Die authentische Story eines jungen Ranchers, der gegen Comanchen und Comancheros in den Krieg zieht.
»Comanchen«, sagte Cuchillo, als er von seinem Erkundungsritt zurückkehrte. »Ungefähr zwanzig Krieger, oben am Jenkins Creek. Sie sind auf Raub aus.« John Hittson spuckte abfällig in den Sand. Jeder andere Mann wäre bei dieser Meldung zusammengezuckt, aber der mächtige Rancher hatte sein ganzes Leben gegen die Comanchen gekämpft und fürchtete sich nicht vor ihnen.
»Reiten sie in unsere Richtung?«
»Sieht nicht so aus«, antwortete das Halbblut. Er trug eine Feldmütze mit einer Eulenfeder. »Ich glaube, sie haben es auf die kleinen Farmen abgesehen.«
»Würde ich ihnen auch geraten haben«, drohte der Rancher. »Ich hatte sowieso vor, die Schollenbrecher zu vertreiben.« Er blickte an dem Halbblut vorbei und blinzelte in die grelle Sonne. »Behalt die Rothäute im Auge! Solange wir mit dem Round-up beschäftigt sind, habe ich keine Lust, einen Krieg zu führen. Bleib von den Farmern weg!«
Jesse Hittson, einer der Söhne des Ranchers, hatte nur die letzten Worte verstanden. Er war bei den anderen Cowboys am Feuer gewesen und hatte ihnen beim Bränden der Kälber geholfen. »Was ist mit den Farmern, Vater?«
Der Rancher hatte seinen Söhnen verboten, ihn mit »Dad« oder »Pa« anzureden. Er verlangte Disziplin. »Nichts«, antwortete er. »Geh wieder an die Arbeit. Da warten noch jede Menge Kälber. Nimm dir ein Beispiel an Junior.«
Jesse kehrte missmutig ans Feuer zurück. Er war es leid, seinen älteren Bruder vorgehalten zu bekommen. »Zum Teufel mit ihm!«, fluchte er so leise, dass es niemand hörte. Er war ein drahtiger Bursche mit wachen Augen und einem zu weichen Gesicht, das er mit einem Bart zu verdecken versuchte. Ganz im Gegensatz zu seinem Bruder, der zwei Jahre älter und wesentlich stärker als er war.

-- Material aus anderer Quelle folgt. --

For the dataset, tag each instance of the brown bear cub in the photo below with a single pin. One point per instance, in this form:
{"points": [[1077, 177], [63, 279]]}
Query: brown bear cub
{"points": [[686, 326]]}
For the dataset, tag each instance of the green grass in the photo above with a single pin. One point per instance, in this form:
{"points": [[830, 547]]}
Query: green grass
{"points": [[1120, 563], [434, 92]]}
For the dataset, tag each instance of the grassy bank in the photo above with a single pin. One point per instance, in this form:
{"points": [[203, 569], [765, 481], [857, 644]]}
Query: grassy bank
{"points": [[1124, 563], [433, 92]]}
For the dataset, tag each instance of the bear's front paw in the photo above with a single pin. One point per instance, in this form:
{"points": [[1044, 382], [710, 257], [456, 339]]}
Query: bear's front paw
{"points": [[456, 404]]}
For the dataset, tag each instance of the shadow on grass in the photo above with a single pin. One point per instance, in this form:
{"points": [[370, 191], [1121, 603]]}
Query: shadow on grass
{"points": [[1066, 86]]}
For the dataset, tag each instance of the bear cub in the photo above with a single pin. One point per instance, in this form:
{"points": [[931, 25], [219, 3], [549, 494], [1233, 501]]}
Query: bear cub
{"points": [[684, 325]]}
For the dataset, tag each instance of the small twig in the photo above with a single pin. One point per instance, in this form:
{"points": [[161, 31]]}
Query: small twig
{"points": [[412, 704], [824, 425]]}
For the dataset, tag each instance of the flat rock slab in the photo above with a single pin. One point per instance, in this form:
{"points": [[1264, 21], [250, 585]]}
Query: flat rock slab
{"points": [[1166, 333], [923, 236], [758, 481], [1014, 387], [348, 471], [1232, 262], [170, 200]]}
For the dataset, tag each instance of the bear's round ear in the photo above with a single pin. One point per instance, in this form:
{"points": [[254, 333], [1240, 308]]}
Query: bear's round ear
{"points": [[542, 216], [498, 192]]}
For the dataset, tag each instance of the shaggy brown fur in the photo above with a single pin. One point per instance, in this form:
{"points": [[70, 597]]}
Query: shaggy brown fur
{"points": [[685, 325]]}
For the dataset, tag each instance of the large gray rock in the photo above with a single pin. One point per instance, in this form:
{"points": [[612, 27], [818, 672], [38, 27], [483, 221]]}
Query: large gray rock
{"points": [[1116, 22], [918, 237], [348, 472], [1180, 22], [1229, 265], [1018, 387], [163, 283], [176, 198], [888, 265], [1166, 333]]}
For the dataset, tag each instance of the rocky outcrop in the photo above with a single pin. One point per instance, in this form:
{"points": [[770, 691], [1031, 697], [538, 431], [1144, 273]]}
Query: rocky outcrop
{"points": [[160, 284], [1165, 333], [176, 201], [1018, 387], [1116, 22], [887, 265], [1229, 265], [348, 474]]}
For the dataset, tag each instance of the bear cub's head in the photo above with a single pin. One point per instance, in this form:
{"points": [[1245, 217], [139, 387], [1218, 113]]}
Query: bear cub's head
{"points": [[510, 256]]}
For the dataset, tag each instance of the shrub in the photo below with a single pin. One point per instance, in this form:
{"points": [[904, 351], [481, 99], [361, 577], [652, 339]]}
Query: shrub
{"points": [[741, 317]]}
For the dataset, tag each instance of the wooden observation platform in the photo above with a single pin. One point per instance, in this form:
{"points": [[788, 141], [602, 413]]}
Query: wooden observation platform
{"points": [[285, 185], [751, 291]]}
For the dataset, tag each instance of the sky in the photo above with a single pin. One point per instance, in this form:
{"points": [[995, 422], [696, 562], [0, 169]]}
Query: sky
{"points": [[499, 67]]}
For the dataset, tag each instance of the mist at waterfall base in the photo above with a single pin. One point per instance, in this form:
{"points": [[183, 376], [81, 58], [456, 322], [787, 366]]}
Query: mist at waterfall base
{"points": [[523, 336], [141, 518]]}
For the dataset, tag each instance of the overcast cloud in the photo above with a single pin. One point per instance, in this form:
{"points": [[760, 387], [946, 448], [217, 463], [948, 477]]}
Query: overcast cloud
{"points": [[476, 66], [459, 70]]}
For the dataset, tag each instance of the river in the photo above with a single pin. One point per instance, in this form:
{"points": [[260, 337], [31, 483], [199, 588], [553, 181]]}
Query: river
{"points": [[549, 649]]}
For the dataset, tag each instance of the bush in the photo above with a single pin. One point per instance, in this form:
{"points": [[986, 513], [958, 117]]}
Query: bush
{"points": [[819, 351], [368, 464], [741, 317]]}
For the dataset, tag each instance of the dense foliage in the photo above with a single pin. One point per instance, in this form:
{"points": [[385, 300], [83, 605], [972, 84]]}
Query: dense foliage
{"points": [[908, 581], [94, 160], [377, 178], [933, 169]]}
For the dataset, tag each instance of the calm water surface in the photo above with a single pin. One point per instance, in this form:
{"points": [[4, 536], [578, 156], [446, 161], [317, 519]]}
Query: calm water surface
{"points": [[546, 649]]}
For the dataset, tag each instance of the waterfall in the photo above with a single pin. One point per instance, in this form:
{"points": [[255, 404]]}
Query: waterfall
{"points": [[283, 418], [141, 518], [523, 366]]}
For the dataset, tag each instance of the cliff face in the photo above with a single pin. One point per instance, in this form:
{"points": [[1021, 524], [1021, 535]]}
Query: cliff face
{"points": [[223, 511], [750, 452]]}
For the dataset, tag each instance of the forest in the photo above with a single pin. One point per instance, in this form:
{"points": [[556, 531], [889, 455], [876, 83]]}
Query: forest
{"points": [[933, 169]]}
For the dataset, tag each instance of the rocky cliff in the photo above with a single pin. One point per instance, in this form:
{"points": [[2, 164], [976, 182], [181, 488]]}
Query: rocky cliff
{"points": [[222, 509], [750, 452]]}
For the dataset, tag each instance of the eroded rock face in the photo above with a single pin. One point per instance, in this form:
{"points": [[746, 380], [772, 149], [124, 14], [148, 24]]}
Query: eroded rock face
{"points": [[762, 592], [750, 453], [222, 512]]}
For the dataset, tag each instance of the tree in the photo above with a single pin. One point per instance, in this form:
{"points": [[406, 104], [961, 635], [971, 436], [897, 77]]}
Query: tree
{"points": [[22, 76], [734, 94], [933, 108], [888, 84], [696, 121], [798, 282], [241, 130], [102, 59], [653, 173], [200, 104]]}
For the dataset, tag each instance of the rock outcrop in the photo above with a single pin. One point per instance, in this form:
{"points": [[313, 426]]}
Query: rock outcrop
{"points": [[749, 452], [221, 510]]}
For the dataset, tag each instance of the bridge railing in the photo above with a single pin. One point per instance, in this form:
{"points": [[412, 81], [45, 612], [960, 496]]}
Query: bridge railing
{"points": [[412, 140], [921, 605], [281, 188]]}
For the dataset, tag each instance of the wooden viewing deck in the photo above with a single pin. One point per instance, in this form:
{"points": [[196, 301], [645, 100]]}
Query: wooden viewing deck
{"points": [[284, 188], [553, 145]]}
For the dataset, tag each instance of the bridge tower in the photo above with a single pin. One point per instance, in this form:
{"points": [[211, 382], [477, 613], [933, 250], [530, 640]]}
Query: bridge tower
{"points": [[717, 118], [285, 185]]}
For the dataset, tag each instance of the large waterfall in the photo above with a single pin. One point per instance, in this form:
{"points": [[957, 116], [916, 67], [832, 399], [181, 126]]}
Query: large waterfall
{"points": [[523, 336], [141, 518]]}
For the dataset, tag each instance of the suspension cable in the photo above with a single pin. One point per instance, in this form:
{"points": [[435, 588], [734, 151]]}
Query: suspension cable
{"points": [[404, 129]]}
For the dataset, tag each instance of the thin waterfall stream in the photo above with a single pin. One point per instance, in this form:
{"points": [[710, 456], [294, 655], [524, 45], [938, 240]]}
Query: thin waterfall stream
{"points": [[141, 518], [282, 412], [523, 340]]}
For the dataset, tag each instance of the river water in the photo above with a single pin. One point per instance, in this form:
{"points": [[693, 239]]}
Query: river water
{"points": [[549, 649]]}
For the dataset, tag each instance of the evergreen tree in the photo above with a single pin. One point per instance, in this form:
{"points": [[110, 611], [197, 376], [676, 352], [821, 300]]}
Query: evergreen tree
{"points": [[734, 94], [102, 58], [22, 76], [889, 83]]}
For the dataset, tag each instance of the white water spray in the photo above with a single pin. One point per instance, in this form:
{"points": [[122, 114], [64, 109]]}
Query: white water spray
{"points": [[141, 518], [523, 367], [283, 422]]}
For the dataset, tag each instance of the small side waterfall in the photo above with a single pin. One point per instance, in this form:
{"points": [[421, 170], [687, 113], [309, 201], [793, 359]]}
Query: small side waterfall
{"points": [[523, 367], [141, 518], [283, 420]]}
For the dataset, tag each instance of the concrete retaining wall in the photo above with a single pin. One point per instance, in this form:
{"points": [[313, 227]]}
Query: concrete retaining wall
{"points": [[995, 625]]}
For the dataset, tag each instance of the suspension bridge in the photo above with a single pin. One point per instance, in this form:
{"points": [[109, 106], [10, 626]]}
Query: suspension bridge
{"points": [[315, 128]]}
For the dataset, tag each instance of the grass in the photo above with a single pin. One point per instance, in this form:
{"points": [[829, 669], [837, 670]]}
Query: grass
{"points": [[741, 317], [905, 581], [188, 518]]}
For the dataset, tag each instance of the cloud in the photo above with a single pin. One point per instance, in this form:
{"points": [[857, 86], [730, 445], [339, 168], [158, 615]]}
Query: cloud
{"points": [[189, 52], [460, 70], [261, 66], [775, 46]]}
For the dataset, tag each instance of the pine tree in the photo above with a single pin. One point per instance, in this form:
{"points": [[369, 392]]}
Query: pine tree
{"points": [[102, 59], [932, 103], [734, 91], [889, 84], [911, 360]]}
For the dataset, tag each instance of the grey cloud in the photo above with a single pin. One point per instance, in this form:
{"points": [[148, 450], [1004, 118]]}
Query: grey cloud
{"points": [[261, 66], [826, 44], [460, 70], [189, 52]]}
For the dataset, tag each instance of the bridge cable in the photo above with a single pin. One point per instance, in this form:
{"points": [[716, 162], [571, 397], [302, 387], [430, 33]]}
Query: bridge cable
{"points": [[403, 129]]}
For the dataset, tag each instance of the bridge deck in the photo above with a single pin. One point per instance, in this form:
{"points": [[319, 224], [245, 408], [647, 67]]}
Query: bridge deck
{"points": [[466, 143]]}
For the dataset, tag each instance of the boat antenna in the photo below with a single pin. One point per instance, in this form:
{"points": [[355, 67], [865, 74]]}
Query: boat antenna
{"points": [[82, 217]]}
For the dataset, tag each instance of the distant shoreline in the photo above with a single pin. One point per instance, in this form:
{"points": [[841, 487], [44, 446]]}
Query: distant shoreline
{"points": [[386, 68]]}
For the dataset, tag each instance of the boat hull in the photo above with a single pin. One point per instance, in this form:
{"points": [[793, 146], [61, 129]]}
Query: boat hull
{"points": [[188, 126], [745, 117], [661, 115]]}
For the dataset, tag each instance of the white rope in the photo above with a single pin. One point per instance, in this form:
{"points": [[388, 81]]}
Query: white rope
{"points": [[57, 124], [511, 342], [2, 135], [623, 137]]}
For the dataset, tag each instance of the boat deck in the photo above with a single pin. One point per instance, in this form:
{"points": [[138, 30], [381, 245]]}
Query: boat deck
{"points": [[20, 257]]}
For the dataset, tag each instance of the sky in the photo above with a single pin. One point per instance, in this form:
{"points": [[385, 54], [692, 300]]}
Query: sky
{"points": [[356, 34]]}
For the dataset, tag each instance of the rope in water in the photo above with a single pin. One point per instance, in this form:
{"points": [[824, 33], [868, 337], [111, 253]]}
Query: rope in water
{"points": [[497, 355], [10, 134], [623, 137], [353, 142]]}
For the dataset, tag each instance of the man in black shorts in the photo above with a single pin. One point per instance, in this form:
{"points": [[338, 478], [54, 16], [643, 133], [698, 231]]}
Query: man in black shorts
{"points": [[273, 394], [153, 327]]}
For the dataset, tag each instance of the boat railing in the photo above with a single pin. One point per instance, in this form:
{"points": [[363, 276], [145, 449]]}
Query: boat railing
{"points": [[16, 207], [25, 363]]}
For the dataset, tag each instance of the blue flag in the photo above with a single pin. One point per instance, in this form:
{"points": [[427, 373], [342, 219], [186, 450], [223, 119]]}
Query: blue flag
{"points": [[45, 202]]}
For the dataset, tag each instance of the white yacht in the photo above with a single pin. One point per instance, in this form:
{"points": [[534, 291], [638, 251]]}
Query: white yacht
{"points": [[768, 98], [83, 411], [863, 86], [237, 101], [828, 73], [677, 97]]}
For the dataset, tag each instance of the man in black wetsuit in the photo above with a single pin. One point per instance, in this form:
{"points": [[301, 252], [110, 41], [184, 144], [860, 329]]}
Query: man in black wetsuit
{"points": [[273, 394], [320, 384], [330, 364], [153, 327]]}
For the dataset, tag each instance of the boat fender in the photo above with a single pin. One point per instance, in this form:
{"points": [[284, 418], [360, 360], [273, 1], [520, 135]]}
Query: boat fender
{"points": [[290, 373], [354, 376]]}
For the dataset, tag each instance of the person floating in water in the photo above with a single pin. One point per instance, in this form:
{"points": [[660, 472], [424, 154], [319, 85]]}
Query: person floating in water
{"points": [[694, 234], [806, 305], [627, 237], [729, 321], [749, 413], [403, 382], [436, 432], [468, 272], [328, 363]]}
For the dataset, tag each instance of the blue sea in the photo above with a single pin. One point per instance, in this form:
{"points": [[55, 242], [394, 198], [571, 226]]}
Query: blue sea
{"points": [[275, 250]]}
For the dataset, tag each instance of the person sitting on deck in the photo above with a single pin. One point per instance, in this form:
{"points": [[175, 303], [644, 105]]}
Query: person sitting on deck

»Na, machst du dir in die Hosen?«, empfing Junior ihn mit einem hämischen Grinsen. »Hat dich das bisschen Arbeit schon fertig gemacht?«
»Lass mich in Ruhe«, antwortete Jesse und griff nach dem Brandeisen. Er drückte es dem nächsten Kalb so kräftig auf den Hintern, dass dichter Rauch von der verbrannten Haut aufstieg.
»Bist du verrückt?«, fuhr Junior ihn an. John Junior war auch der Vormann der Ranch. »Wenn du die Tiere so zurichtest, bekommen wir keinen Penny für die Herde! Reiß dich zusammen!«
Einer der anderen Cowboys, ein Halbblut wie Cuchillo, lachte schadenfroh. »Vielleicht hat er Schiss vor den Comanchen. Cuchillo sagt, dass sich eine Bande beim Jenkins Creek herumtreibt. Die Kerle sind auf Mord aus!«
»Am Jenkins Creek?« Junior lachte. »Der ist weit weg. Sollen sie den verdammten Schollenbrechern doch den Arsch aufreißen. Würden uns eine Menge Arbeit abnehmen. Wenn sie's nicht tun, reite ich nach dem Round-up selbst hoch und jage sie zum Teufel.«
»Das wirst du schön bleiben lassen«, erwiderte Jesse.
In seinem Blick mischten sich Wut und Angst. Wut auf seinen Vater und seinen Bruder, die sich so selbstherrlich wie Könige aufführten. Angst um Ellen, die Tochter von Aaron Baldwin und seiner indianischen Frau, die am Jenkins Creek eine Farm errichtet hatten und Schweine züchteten.
Junior löste einem Kalb die Fesseln und jagte es lachend davon. »Du hast wohl Angst um deine Squaw? Hast wohl gedacht, ich merke nicht, wie du der Kleinen schöne Augen machst! Mich kannst du nicht hinters Licht führen. Ich weiß genau, wo du dich rumtreibst, wenn du angeblich nach verirrten Rindern suchst. Sei froh, dass ich Vater nichts von deiner Liebschaft erzählt habe. Der würde niemals erlauben, dass du sie besuchst. Eine Squaw, pah, er würde dich windelweich schlagen, das kannst du mir glauben!«
»Ihr Vater ist Weißer, und ihre Mutter ist Halbindianerin«, reagierte Jesse wütend. »Sie ist keine Squaw, verdammt!«
»Ihre Mutter war Apachin.« »Halb-Apachin. Na und?« »Weil du dir dann keine Sorgen mehr um sie machen musst«, sagte Junior grinsend. »Die Comanchen hassen die Apachen noch mehr als uns und die Mexikaner. Was meinst du, was sie mit ihr anstellen, wenn sie ihnen in die Hände fällt? Ich wette, ihr Skalp baumelt längst an einer Comanchenlanze!«
»Du verdammtes Schwein!«, fuhr Jesse seinen Bruder an. Für einen Augenblick sah er sich nach dem glühenden Brandeisen greifen und es seinem Bruder ins Gesicht drücken, dann ergriff ihn wilde Panik, und er rannte zu seinem Wallach und schwang sich in den Sattel. Er drückte ihm die Sporen in die Seite und galoppierte aus dem Lager.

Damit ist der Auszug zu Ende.